Ce mardi matin, Emmanuel Macron a tenu une rencontre à l'Élysée avec environ 200 acteurs du secteur de l'énergie pour discuter des enjeux cruciaux de l'électrification. L'objectif est clair : réduire la dépendance de la France aux importations d'hydrocarbures et relancer l'initiative autour de l'électricisation.
« Parler d’électrification, c’est incarner la souveraineté, la compétitivité et la décarbonation », a souligné le président. Avec cet appel à la « mobilization collective », il souhaite engager toutes les forces vives pour que la transition énergétique soit à la fois naturelle et désirable pour les Français. En effet, il avertit que « le court terme ne doit pas nous faire oublier le long terme », plaçant l'électrification au cœur de la réponse aux défis énergétiques contemporains.
Depuis 2022, la production d'électricité a connu une hausse significative grâce au parc nucléaire d'EDF et à l'essor des énergies renouvelables.
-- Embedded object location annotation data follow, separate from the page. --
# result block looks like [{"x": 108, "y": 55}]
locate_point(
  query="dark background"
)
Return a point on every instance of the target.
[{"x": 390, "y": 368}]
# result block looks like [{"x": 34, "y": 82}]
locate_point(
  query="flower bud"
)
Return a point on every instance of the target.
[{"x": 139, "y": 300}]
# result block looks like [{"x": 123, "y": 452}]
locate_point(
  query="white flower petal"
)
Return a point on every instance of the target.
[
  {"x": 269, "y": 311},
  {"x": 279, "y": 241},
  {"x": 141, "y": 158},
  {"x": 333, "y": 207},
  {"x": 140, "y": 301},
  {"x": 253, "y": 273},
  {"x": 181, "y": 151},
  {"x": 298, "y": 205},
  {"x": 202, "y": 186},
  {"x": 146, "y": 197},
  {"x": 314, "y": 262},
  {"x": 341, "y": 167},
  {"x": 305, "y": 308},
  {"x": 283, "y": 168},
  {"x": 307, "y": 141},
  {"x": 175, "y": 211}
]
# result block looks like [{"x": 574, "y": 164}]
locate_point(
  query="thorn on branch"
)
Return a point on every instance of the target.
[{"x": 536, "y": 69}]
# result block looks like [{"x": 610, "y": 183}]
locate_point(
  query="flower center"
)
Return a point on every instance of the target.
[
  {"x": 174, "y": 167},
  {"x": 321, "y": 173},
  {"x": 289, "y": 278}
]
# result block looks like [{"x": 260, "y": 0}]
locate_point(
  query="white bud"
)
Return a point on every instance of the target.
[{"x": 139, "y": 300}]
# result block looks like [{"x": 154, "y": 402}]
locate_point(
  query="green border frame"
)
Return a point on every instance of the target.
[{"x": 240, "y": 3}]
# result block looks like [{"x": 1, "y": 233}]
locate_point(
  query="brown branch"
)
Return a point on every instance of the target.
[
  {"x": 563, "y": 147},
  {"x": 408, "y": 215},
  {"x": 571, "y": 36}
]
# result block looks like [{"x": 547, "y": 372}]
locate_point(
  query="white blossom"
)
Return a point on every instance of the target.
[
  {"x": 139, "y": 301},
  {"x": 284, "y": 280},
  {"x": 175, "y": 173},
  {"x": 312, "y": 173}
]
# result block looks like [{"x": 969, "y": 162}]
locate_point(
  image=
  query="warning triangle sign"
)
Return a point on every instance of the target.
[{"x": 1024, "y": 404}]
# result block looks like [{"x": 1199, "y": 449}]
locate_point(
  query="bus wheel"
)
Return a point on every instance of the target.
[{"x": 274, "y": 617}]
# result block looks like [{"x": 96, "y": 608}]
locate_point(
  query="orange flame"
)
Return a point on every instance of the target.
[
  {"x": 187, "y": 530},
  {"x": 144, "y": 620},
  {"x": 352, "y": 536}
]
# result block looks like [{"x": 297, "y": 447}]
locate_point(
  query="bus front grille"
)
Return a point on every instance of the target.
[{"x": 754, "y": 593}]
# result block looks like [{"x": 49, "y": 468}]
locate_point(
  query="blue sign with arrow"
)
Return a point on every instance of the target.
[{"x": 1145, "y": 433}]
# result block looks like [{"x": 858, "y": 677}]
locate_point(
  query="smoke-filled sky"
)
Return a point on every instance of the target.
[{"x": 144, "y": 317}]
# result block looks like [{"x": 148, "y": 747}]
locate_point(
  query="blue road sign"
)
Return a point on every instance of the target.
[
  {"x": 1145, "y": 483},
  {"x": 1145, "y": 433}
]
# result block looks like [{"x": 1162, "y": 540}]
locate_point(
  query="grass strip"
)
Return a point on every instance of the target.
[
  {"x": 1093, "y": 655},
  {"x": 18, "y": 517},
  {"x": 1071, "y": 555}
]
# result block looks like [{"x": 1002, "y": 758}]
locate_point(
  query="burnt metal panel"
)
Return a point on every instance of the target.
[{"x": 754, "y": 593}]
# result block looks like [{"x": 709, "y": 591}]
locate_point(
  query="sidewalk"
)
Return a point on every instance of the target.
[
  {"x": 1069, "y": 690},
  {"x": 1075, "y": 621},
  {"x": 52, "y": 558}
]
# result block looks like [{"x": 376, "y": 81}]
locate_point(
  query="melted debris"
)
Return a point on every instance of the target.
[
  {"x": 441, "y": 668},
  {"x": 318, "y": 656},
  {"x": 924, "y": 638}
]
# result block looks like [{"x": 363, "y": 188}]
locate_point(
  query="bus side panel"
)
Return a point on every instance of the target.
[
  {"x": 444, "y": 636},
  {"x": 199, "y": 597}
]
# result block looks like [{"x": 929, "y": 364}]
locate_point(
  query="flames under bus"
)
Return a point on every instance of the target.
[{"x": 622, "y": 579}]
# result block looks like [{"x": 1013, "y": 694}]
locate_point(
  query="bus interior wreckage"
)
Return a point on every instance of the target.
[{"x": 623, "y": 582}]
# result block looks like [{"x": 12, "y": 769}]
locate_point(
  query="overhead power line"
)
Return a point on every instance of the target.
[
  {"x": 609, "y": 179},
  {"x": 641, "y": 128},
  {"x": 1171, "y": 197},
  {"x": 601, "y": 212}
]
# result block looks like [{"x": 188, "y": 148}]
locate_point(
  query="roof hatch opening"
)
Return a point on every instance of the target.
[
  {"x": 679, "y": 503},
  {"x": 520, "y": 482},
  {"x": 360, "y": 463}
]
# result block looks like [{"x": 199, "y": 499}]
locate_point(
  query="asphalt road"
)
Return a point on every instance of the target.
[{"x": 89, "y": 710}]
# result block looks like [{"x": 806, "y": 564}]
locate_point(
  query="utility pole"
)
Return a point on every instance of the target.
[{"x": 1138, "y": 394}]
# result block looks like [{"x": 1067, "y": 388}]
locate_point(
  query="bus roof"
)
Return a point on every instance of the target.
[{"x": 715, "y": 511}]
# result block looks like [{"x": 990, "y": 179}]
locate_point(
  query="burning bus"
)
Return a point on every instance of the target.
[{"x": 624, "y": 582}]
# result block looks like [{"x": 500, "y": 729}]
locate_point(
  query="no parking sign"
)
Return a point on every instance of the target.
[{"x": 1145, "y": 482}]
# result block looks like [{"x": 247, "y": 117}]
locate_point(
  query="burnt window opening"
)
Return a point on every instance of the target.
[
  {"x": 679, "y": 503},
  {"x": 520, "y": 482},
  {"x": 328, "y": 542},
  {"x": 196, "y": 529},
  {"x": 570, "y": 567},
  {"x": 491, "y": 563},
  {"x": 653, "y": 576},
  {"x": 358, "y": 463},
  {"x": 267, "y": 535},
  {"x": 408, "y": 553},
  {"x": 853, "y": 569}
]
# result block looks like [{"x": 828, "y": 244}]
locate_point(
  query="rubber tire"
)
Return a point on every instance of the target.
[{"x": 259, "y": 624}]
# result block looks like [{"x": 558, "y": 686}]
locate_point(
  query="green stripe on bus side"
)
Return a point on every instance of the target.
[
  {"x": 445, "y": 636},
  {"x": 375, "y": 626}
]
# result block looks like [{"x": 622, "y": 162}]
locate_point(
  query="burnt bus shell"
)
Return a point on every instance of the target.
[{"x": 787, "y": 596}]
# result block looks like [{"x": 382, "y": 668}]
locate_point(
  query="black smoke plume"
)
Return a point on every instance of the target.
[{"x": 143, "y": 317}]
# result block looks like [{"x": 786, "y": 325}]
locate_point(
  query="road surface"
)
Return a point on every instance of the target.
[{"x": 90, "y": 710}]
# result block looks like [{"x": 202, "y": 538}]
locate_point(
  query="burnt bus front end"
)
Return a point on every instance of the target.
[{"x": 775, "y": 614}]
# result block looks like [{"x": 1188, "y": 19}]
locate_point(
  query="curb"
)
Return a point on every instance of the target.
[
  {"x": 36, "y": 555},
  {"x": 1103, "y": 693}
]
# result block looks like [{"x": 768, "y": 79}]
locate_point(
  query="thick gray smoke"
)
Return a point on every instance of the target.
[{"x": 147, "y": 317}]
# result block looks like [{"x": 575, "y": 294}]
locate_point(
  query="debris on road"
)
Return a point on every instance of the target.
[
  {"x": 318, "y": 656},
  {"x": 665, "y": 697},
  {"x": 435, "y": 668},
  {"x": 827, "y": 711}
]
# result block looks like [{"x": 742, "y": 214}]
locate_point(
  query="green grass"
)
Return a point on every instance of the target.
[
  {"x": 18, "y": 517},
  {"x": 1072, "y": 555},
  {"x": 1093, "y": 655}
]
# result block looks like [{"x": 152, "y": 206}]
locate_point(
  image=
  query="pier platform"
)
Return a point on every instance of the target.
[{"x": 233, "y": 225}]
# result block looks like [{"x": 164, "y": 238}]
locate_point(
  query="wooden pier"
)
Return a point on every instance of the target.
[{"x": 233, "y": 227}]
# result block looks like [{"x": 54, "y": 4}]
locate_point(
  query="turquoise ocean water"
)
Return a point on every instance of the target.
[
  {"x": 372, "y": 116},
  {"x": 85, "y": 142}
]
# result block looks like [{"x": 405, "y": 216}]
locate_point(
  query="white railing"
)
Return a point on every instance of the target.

En matière de prix, Emmanuel Macron rappelle que l'électricité française reste compétitive, à 55 euros le mégawatt-heure, contre 93 euros en Allemagne. Il a salué les initiatives de grandes entreprises comme EDF, Engie et TotalEnergies, qui proposent des contrats à prix fixes pour soutenir cette transition.
La mobilité électrique est également un vecteur essentiel pour l'industrialisation. « Le véhicule électrique est un levier d’industrialisation », a affirmé Macron, tout en se félicitant de l'essor des usines de batteries en France, notamment pour la production de véhicules électriques.
Le président a aussi mis en avant le développement des infrastructures de recharge, avec un objectif ambitieux de 400,000 bornes publiques d'ici 2030. Des entreprises, telles qu'Electra et E.Leclerc, ont déjà annoncé des investissements significatifs dans ce domaine. Cependant, une transparence accrue autour des coûts à ces bornes reste nécessaire.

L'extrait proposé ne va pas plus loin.